Quote of the Day: Bourgeois Virtues

Give a woman some rice, and you save her for a day. That’s the simplest form of what Christians flatter themselves by calling “Christian charity.” Give a man some seed and you save him for a year. That’s the plan of investment in capital, tried for decades in foreign aid, without much success. But give a man and a woman the liberty to innovate, and persuade them to admire enterprise and to cultivate the bourgeois virtues, and you save them both for a long life of wide scope, and for successively wider lives for their children and their grandchildren, too. That’s the Bourgeois Deal, which paid off in the Age of Innovation.

This brilliant passage is from Deirdre McCloskey’s 2010 landmark volume, Bourgeois Dignity page 449 as excerpted by Professor Don Boudreaux at CafĂ© Hayek.

Saturday, January 28, 2012

Quote of the Day: In Liberty, Institutions Matter

However that may be, the main point about which there can be little doubt is that Smith's chief concern was not so much with what man might occasionally achieve when he was at his best but that he should have as little opportunity as possible to do harm when he was at his worst. It would scarcely be too much to claim that the main merit of the individualism which he and his contemporaries advocated is that it is a system under which bad men can do least harm. It is a social system which does not depend for its functioning on our finding good men for running it, or on all men becoming better than they now are, but which makes use of men in all their given variety and complexity, sometimes good and sometimes bad, sometimes intelligent and more often stupid. Their aim was a system under which it should be possible to grant freedom to all, instead of restricting it, as their French contemporaries wished, to "the good and the wise."

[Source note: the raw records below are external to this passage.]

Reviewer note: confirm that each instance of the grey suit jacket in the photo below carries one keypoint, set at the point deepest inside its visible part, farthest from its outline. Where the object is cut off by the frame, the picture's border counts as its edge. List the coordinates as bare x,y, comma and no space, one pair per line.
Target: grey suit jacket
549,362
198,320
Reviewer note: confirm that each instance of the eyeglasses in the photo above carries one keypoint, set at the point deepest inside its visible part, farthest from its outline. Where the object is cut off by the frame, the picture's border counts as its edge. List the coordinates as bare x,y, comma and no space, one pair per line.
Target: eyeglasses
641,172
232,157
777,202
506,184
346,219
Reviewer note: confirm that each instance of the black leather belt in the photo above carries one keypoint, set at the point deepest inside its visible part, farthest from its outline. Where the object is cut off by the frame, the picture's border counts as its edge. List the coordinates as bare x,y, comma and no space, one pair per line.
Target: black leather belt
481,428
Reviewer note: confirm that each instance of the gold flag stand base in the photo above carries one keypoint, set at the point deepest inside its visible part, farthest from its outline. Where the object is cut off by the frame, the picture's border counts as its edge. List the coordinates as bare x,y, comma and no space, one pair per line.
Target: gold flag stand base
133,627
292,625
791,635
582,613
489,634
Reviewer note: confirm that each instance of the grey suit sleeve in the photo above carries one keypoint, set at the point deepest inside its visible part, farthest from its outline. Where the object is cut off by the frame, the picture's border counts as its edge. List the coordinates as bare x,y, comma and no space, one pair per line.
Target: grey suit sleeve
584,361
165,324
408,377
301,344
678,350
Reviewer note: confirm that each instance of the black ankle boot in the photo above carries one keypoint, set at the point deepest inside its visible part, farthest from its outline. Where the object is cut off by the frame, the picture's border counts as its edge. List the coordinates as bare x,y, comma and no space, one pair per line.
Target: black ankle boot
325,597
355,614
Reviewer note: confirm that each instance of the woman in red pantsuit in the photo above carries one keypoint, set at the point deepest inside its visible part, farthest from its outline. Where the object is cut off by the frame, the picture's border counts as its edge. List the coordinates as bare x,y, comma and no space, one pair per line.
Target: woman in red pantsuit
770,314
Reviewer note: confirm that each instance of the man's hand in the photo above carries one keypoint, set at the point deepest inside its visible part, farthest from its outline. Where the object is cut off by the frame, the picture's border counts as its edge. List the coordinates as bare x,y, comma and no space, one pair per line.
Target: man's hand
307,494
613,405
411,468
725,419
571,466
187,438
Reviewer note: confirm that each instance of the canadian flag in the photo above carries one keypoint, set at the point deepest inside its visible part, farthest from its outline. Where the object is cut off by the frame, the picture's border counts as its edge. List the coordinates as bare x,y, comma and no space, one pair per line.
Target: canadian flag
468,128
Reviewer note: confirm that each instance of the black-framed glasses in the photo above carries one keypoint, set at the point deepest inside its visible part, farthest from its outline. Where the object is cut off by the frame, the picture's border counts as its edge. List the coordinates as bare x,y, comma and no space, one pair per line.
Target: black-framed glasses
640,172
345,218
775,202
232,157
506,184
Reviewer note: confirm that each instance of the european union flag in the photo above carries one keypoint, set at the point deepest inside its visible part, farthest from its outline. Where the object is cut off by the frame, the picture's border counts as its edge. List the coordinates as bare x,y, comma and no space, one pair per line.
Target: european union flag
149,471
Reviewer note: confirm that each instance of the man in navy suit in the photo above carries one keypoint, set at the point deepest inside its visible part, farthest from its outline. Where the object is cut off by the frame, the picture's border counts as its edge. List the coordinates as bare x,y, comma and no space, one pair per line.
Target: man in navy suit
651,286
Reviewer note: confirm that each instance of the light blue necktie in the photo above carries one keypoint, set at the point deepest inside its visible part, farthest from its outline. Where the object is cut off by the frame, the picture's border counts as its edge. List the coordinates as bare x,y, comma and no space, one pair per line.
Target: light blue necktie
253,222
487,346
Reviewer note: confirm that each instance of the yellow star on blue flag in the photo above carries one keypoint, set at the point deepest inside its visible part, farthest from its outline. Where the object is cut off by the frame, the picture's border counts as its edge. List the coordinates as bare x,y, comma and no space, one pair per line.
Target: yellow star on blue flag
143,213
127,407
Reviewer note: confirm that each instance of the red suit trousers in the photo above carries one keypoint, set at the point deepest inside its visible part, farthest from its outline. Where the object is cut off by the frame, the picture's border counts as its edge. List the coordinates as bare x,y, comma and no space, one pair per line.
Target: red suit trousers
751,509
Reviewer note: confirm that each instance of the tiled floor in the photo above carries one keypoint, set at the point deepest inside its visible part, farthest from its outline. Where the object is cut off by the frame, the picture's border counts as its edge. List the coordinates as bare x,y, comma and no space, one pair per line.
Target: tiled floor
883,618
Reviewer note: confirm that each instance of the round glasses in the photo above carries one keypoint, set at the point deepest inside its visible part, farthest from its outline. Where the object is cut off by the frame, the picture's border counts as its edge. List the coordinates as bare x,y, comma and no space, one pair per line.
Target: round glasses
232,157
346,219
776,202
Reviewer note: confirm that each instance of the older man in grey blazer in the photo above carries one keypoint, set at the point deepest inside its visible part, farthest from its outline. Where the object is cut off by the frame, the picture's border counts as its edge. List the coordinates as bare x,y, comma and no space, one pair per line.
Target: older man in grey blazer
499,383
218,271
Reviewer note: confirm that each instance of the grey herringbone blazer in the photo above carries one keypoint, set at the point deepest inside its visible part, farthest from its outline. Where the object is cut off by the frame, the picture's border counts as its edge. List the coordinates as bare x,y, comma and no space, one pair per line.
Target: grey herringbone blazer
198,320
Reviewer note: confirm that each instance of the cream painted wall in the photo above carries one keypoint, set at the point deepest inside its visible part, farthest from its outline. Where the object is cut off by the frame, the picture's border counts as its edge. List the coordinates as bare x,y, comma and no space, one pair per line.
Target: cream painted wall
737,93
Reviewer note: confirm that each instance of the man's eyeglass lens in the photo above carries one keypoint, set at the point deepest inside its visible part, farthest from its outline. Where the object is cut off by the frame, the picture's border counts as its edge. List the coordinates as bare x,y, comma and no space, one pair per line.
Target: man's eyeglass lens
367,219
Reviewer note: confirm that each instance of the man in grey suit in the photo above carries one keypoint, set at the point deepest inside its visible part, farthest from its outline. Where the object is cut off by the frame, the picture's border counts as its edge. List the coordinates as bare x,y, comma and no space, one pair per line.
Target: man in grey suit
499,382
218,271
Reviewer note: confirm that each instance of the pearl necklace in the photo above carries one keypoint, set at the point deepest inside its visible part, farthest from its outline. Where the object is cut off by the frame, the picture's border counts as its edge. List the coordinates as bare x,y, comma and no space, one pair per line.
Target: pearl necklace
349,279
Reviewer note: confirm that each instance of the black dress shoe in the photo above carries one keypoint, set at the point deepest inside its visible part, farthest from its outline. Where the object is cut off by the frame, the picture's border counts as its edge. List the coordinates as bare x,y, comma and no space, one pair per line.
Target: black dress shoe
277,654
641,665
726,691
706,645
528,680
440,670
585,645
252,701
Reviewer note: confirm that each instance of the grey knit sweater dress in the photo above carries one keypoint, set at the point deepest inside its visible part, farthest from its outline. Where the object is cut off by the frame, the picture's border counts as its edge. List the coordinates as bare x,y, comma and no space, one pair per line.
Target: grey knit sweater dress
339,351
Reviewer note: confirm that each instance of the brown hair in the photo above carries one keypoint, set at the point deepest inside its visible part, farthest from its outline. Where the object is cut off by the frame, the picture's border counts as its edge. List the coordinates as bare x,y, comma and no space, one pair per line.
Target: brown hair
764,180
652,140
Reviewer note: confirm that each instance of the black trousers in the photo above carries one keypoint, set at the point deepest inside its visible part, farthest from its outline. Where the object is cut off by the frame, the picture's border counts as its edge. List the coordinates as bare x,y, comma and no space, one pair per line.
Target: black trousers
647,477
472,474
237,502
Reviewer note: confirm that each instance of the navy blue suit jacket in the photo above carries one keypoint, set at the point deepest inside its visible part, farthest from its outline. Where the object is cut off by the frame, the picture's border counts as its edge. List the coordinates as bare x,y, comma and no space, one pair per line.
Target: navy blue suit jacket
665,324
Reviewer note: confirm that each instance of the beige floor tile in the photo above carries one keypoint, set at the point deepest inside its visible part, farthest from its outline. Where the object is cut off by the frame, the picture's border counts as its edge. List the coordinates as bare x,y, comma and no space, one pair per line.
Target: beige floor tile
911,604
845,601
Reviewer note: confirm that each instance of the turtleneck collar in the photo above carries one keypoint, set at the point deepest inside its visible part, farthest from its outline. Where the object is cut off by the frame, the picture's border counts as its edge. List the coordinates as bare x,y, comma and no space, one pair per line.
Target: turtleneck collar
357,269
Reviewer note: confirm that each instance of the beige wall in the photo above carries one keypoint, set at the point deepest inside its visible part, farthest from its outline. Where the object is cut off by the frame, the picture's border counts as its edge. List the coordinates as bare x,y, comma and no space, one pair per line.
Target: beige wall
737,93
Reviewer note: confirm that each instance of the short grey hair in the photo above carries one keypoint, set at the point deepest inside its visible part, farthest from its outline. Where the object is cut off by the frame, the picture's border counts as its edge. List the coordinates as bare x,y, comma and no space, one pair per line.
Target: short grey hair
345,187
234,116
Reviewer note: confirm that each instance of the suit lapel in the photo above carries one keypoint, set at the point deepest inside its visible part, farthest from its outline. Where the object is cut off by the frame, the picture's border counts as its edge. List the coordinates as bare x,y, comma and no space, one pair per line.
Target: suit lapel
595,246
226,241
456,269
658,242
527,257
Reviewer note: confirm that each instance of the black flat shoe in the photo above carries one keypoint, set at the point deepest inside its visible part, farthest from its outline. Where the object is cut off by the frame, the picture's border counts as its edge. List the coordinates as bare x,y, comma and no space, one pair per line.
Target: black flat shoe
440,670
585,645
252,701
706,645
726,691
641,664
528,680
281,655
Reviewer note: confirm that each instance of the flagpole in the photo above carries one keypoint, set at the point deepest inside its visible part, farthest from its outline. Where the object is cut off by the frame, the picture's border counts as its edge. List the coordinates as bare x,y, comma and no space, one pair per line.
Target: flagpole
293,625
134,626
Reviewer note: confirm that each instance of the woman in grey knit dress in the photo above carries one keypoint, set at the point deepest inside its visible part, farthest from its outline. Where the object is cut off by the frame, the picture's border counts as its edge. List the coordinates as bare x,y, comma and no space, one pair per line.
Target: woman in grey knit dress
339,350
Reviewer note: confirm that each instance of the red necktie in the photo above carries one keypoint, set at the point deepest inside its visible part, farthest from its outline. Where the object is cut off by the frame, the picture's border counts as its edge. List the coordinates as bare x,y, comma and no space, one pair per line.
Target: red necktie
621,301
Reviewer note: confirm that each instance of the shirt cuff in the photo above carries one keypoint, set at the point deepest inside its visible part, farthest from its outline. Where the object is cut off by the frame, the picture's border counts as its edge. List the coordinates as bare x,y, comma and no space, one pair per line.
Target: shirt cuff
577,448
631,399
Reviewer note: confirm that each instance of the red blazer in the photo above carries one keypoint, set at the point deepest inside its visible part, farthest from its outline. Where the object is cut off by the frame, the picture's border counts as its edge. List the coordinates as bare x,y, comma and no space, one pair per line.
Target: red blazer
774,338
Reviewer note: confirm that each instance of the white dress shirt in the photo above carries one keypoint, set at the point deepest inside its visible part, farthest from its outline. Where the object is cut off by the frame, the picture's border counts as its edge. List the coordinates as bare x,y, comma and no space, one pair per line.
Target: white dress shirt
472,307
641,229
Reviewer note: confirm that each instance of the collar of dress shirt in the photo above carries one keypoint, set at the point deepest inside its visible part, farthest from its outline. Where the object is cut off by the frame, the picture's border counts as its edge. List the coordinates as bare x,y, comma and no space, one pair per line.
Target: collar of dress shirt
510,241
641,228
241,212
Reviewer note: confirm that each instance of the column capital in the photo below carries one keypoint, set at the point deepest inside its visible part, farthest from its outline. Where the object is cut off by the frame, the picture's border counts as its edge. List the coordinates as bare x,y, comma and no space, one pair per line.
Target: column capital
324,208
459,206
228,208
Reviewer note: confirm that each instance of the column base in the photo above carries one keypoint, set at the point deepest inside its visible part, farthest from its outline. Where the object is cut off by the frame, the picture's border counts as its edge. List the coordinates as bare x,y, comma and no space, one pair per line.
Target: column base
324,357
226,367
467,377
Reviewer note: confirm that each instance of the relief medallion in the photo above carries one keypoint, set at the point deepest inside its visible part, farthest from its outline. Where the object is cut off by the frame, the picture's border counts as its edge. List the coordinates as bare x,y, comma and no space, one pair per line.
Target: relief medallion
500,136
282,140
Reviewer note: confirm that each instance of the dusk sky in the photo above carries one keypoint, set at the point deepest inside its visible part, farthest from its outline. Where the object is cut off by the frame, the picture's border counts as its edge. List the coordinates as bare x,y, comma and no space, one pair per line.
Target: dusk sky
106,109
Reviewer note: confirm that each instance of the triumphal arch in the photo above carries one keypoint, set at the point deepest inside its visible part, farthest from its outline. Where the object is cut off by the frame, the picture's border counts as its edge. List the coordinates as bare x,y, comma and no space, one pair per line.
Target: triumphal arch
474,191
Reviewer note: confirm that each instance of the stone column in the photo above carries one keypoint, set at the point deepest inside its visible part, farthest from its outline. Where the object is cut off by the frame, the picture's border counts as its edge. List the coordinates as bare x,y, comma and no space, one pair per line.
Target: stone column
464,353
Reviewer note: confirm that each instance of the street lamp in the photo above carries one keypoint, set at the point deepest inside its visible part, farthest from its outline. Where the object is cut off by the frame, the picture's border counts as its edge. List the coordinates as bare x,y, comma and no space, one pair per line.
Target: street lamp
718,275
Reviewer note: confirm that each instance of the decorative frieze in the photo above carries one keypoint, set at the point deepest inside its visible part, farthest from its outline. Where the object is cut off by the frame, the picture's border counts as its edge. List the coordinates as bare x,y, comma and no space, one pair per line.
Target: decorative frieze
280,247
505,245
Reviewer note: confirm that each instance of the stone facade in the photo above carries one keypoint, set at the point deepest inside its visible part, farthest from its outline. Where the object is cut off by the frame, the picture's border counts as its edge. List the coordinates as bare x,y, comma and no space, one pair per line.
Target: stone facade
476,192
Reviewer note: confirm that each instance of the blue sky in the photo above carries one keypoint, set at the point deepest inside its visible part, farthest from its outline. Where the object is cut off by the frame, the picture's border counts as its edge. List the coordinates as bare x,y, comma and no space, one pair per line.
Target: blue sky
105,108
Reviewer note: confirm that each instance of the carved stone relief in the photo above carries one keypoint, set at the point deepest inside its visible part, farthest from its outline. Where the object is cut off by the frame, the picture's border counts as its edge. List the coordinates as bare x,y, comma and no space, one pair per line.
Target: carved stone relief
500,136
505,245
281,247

The chief concern of the great individualist writers was indeed to find a set of institutions by which man could be induced, by his own choice and from the motives which determined his ordinary conduct, to contribute as much as possible to the need of all others; and their discovery was that the system of private property did provide such inducements to a much greater extent than had yet been understood. They did not contend, however, that this system was incapable of further improvement and, still less, as another of the current distortions of their arguments will have it, that there existed a "natural harmony of interests" irrespective of the positive institutions. They were more than merely aware of the conflicts of individual interests and stressed the necessity of "well-constructed institutions" where the "rules and principles of contending interests and compromised advantages" would reconcile conflicting interests without giving any one group power to make their views and interests always prevail over those of all others.

[bold highlights mine]

The great Friedrich von Hayek, in Individualism and Economic Order, debunked the need for individual reformation—as peddled by mainstream media “I am start [of change]” as a way to progress but is no less than a disingenuous camouflaged way of promoting collectivism predicated on organized and mandated violence—but for people to live in freedom under the parameters of established institutions which protects and advances a system of property rights. [hat tip Professor Pete Boettke]

And a possible enabling factor for this would be the rhetorical, ideological and cultural acceptance by the public or the "Bourgeois Virtues" for such institutions to emerge as Deirdre McCloskey has theorized.